# An introduction to interlacing families

Perhaps you heard on Gil Kalai’s blog, but the 54-year-old Kadison-Singer problem was recently solved by Adam Marcus, Dan Spielman and Nikhil Srivastava. The paper is fantastically short, and comes as a sequel to another recent paper which used similar methods to solve another important problem: For every degree $d>2$, there exists an infinite family of $d$-regular bipartite Ramanujan graphs. Considering the gravity of these results, it’s probably wise to get a grasp of the techniques that are used to prove them. The main technique they use (“the method of interlacing families”) is actually new, and so I decided to write a blog post to discuss it (and force myself to understand it).

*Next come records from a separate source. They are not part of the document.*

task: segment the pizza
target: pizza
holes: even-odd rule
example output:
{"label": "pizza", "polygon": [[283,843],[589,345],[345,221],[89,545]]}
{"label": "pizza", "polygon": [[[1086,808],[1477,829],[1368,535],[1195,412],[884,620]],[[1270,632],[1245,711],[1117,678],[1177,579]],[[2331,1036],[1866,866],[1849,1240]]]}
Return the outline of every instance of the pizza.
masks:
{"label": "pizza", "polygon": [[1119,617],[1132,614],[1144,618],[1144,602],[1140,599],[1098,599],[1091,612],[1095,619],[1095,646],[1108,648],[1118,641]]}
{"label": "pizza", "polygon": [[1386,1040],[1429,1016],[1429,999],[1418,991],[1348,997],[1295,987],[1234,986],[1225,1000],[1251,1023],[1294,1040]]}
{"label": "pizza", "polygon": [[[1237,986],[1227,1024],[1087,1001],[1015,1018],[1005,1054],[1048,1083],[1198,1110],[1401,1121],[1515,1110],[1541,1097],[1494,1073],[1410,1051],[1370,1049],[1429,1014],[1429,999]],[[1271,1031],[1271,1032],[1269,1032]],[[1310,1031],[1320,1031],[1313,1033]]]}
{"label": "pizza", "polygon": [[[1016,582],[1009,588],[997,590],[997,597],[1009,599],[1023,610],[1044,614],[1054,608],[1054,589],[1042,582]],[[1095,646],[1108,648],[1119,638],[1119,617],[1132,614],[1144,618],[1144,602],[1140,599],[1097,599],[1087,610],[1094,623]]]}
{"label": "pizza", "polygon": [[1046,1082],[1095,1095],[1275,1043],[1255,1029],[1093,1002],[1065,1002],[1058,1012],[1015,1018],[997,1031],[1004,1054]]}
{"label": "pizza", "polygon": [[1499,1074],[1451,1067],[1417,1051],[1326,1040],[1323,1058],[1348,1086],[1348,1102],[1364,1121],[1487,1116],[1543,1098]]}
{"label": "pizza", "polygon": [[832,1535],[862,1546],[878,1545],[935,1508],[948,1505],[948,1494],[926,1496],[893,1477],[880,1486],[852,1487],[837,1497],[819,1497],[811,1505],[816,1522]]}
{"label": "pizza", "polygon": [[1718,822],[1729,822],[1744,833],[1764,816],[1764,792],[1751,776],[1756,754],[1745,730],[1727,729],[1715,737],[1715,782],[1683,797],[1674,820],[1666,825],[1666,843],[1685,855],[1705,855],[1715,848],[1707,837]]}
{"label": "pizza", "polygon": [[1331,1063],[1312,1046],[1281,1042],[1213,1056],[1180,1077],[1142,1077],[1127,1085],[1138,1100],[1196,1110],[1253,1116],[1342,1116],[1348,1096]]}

— 1. A new probabilistic method —

The main idea is that you’re given a list of polynomials, and you’re asked to establish that the largest real root of one of these polynomials is smaller than something. This is very similar to the sort of problem that the probabilistic method could be used to solve: Suppose you have a huge collection $S$ of real numbers, and you want to see how small these numbers can be. Define a random variable $X$ to be uniformly distributed over $S$ and compute the expected value. Then you know that there is some member of $S$ which is no larger than $\mathbb{E}[X]$. Another way to say this is the minimum is always less than or equal to the average. Functional analysts use this pigeonhole principle-type argument all the time without consciously acknowledging that they are using the probabilistic method. Of course, the probabilistic method can be formulated as “just counting,” but oftentimes, it is easier to think in terms of probability.

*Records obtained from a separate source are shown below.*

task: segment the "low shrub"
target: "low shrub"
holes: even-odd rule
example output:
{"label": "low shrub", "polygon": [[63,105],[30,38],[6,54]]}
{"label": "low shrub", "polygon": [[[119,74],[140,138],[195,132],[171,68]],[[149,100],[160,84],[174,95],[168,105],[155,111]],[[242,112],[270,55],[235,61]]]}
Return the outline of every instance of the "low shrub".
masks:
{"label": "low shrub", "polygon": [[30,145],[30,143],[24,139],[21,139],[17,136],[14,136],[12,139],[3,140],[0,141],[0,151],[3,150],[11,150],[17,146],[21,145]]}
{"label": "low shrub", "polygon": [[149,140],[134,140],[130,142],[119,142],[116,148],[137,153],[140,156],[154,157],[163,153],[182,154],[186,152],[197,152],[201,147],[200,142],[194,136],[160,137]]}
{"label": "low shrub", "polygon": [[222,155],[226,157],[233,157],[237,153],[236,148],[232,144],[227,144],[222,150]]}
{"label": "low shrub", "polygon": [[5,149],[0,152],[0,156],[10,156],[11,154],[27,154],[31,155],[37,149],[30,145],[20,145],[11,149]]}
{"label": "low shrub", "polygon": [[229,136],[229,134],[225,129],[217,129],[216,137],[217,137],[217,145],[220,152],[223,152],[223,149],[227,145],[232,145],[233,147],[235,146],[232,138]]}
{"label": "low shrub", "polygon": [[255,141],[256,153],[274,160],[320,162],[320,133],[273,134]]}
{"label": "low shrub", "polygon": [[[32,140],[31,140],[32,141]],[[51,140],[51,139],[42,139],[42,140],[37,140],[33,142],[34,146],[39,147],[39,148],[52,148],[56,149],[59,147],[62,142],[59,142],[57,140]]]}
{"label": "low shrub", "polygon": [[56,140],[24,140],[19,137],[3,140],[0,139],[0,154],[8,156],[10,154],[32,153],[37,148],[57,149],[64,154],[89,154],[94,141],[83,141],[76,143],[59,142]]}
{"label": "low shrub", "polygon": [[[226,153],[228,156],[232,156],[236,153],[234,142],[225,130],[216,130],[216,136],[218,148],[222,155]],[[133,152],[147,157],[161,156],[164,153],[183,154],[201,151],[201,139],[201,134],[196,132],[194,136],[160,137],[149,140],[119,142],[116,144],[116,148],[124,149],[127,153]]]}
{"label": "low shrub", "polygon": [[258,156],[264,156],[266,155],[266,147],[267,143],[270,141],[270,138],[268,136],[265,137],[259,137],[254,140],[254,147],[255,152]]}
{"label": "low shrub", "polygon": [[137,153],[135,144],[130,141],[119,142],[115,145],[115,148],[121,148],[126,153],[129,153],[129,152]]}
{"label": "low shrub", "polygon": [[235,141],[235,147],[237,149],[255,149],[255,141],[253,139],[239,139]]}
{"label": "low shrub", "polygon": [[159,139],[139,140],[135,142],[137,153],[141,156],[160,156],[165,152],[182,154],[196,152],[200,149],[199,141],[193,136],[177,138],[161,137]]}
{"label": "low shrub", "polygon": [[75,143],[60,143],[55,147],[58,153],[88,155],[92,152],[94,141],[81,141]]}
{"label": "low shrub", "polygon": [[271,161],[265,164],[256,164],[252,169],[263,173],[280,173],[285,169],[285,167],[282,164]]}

Now if you’re given a collection of polynomials, you might be inclined to define a uniform distribution over this collection, and then find the “average” polynomial, that is, the polynomial whose $k$th coefficient is the average of the $k$th coefficients. But you’re asked to establish that there is a polynomial in the collection whose largest real root is smaller than something. How can you relate this to the roots of the average polynomial? In general, there is no correspondence, but the following lemma reveals an interesting case in which something can actually be said:

Lemma (Lemma 4.2 in Part I, essentially). Take a finite collection of polynomials $\{f_i(x)\}_i$, each with all real coefficients, a positive leading coefficient, and at least one real root.  Let $R_i$ and $r_i$ be the largest and second largest real roots (respectively) of $f_i(x)$; if $f_i(x)$ only has one real root, take $r_i$ to be $-\infty$. If

$\displaystyle{\max_j r_j\leq \min_j R_j}$,

then $f_\emptyset(x):=\sum_j f_j(x)$ has a real root (say, $R$) which satisfies $\min_j R_j \leq R$.

Note that the average polynomial is just a scaled version of $f_\emptyset(x)$, which will have the same roots as $f_\emptyset(x)$. In practice, you will use the largest real root of $f_\emptyset(x)$ as the upper bound on $\min_j R_j$.  The coolest thing about this result is you could assign the proof as homework in an basic real analysis class.

Proof of Lemma: View each polynomial $f_i(x)$ as a function over the real line. Since the leading coefficient of $f_i(x)$ is positive, there exists $y_1$ such that $f_i(y)>0$ for every $y\geq y_1$ and every $i$.  Taking $y_0:=\min_j R_j$, we then have $r_i\leq y_0 \leq R_i\leq y_1$. We claim that $f_i(y_0)\leq 0$. Suppose otherwise, and consider two cases:

Case I: There exists $y\in(y_0,R_i)$ such that $f_i(y)\leq 0$. Then either $y$ is a root of $f_i(x)$ in $(y_0,R_i)$, or $f_i(x)$ has a root in $(y_0,R_i)$ by the intermediate value theorem. This contradicts the fact that the second largest root of $f_i(x)$ satisfies $r_i\leq y_0$.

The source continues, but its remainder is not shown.